From the videos of what the US police have done this week I wouldn't be so sure.

http://boingboing.net/2011/11/18/police-pepper-spraying-arrest.html for instance.

(I would call pepper spraying someone so much they're coughing up blood 45 minutes later torture, but maybe Americans call it 'discomfort'.)

Re:"more research?"

[TheGratefulNet]

want to see a lawyer's head explode?

(we all do. read on...)

tell them you support jury nullification.

its almost like telling an electrical repairman that there ARE user-repairable parts inside and that that label is pure hogwash.

lawyers and judges are so smug sure that 'judging guilt' is a hard job, to be left only to those 'qualified'.

the thing is, the so-called pros have done such a bad job over the last few decades, I can't believe that even a random roll of dice would be worse for carrying out justice. perhaps that would even be an upgrade. getting 50/50 would probably BE an upgrade over what we have now.

the fact that regular people are taken out of the loop is actually a safeguard that they are bypassing.

but dare talk to a friendly lawyer about this and they'll likely bite your head off. and if you are in voire dire and dare tell anyone that you are even aware of what JN means, you are immediately dismissed as a juror. worse: if you don't let on during VD and then vote your concience, you can be jailed for contempt!

all for following a legally allowed american principle; but one that has an unspoken 'do not admit to its existence' rule about nullification.

see fija.org for more info. people should all know about this. its one of the best parts of our system, in fact!

Re:Minor issues

[DavidTC]

Except modern drive recovery can restore the blanked out sector.

Uh, no.

It has never, despite it being 'common wisdom', been possible to recover overwritten sectors on a hard drive.
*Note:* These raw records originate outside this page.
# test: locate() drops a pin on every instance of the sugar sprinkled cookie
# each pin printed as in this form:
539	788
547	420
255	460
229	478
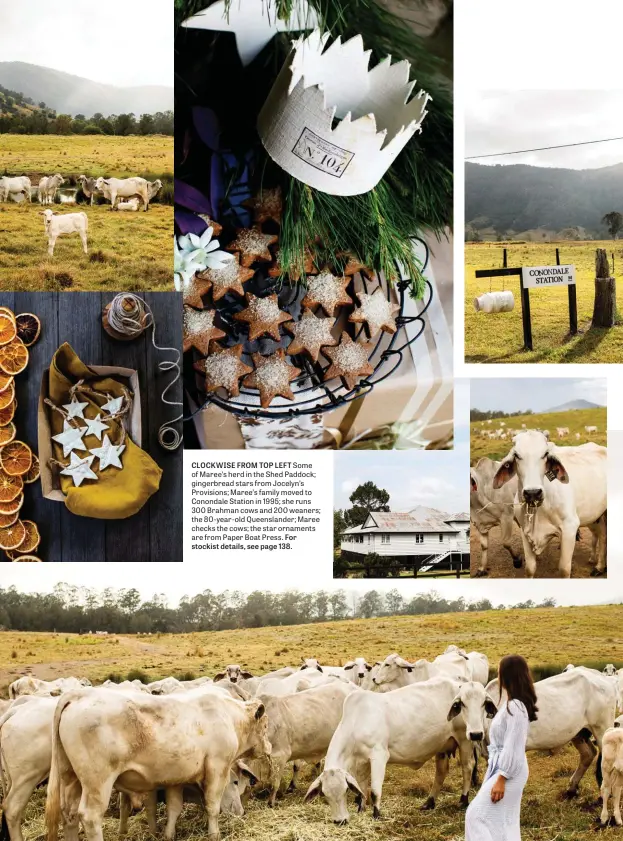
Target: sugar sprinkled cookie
376	311
327	290
200	330
272	376
228	278
263	316
223	368
252	245
349	360
310	334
No one has ever demonstrated it in the entire history of hard drives.

It was a theoretical attack a long time ago, on pre-IDE 'MFM' hard drives.But we moved off that sort of drive in 1986.

And even then, it didn't work. It was a theory that said with a very poorly build hard drive, it might be possible to recover some data. Like I said, no one's ever actually shown this.

And with IDE, we moved to RLL encoding which means, statistically, you couldn't get anything. With an MFM encoded drives, if you got 50% of the data with 50% accuracy, you had 25% of the data and might possibly come up with something, although, like I said, no one ever has managed this.

But with RLL encoded drives, if you got 50% of the data with 50% accuracy, you have nothing. It is not really possible to get a partial byte.

No that anyone has ever demonstrated reading anything from a ' The idea that you need to do anything more than overwrite a sector to make it unreadable is one of those zombie lies that simply cannot die.

The only way to recover a lost sector is if it was going bad at some point, so the hard drive made a copy of it and remapped that sector to the copy. Which means the original might still be there. (OTOH, the original was going bad, so who knows if it's still readable.) The odds of this happening are astronomical.